Sample Paper on Qualitative Research Methods Healthcare Perspective

Qualitative Research Methods


Qualitative Research defined

Qualitative research is a research technique that takes into account varied opinions, feelings and experiences of individuals to produce subjective information. It describes social events that are naturally occurring in everyday life (Patton and Cochran, 2002). It takes into the premise of understanding in which such events and occurrences are described in an all-inclusive perspective.  The main objective of this method is designing effective theories that can guide in knowledge developments applicable in different fields of study. It has its foundation from constructionism epistemology of learning that asserts that knowledge is gained through interactions with one another.

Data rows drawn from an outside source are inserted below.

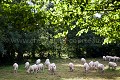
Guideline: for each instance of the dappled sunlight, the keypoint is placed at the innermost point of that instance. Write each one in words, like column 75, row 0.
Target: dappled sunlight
column 97, row 78
column 76, row 65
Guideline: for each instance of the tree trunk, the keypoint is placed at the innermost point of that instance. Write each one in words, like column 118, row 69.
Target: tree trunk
column 20, row 56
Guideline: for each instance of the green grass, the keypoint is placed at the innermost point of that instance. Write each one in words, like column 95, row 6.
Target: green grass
column 62, row 73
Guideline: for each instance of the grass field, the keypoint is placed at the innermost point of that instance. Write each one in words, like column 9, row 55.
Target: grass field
column 62, row 73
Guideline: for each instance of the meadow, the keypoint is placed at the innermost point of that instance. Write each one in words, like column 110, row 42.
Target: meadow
column 62, row 72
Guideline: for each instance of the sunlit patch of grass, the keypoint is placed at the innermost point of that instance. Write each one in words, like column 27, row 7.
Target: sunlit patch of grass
column 62, row 72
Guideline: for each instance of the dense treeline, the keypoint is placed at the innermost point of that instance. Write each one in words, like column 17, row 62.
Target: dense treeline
column 51, row 29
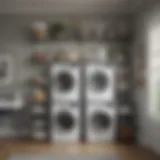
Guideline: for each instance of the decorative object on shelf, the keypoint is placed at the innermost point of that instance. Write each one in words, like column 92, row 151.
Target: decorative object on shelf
column 39, row 30
column 122, row 30
column 39, row 58
column 6, row 69
column 58, row 31
column 37, row 81
column 73, row 56
column 11, row 101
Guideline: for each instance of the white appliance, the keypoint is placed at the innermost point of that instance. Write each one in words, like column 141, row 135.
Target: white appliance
column 100, row 82
column 65, row 82
column 66, row 123
column 100, row 123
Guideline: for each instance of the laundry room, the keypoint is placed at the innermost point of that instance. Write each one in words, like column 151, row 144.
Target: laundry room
column 80, row 79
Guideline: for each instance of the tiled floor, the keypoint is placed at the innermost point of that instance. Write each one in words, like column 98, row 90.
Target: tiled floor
column 124, row 152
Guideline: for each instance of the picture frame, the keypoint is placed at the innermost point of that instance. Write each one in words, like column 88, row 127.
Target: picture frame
column 6, row 69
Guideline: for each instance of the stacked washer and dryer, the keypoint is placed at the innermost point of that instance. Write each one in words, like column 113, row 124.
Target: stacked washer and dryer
column 66, row 107
column 100, row 103
column 83, row 94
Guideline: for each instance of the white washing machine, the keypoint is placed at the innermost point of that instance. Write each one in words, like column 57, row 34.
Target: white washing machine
column 66, row 121
column 65, row 82
column 101, row 122
column 100, row 82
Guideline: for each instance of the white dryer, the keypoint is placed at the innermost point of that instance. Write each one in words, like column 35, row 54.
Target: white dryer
column 66, row 123
column 101, row 122
column 65, row 82
column 100, row 82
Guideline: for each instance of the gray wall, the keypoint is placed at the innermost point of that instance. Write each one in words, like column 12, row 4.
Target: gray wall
column 149, row 129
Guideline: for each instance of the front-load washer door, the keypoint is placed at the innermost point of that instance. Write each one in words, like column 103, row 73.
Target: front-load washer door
column 100, row 83
column 65, row 122
column 65, row 82
column 100, row 122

Qualitative research methods healthcare perspective

Research in healthcare has been largely quantitative due to the drive towards evidence-based healthcare. Now, with the increasing and advancing nature of healthcare in the field of dentistry, qualitative research has gained popularity. This has consequently created awareness and proposed the application of qualitative research methods in aspects of healthcare investigations. Qualitative methods like interviews offers a unique understanding in a patient’s perspective while providing knowledge on their attitudes and beliefs, this is in contrast to the structured questionnaires used quantitative methods (Sofaer, 2002). Based on this premise, there has been a greater acceptance of the qualitative approach and most organizations control their medical research funding by developing ethical procedures for conducting such studies.

Qualitative research methods in Dental public health

Quality dental public health is one area where it can be employed; this research method offers numerous ways that can be used in identifying what is actually important to patients and medical practitioners. It is used to detect and establish obstacles that exist and recommend ways of overcoming such obstacles in medical examinations. It is without question as essential aspect of dental health research as it allows the reaching of areas not targeted by quantitative techniques, for example, dental health beliefs. Information arising from research conducted through qualitative method would be viable for use in formulation of healthcare policies as it takes into account the socio-cultural dimensions of the subjects under study.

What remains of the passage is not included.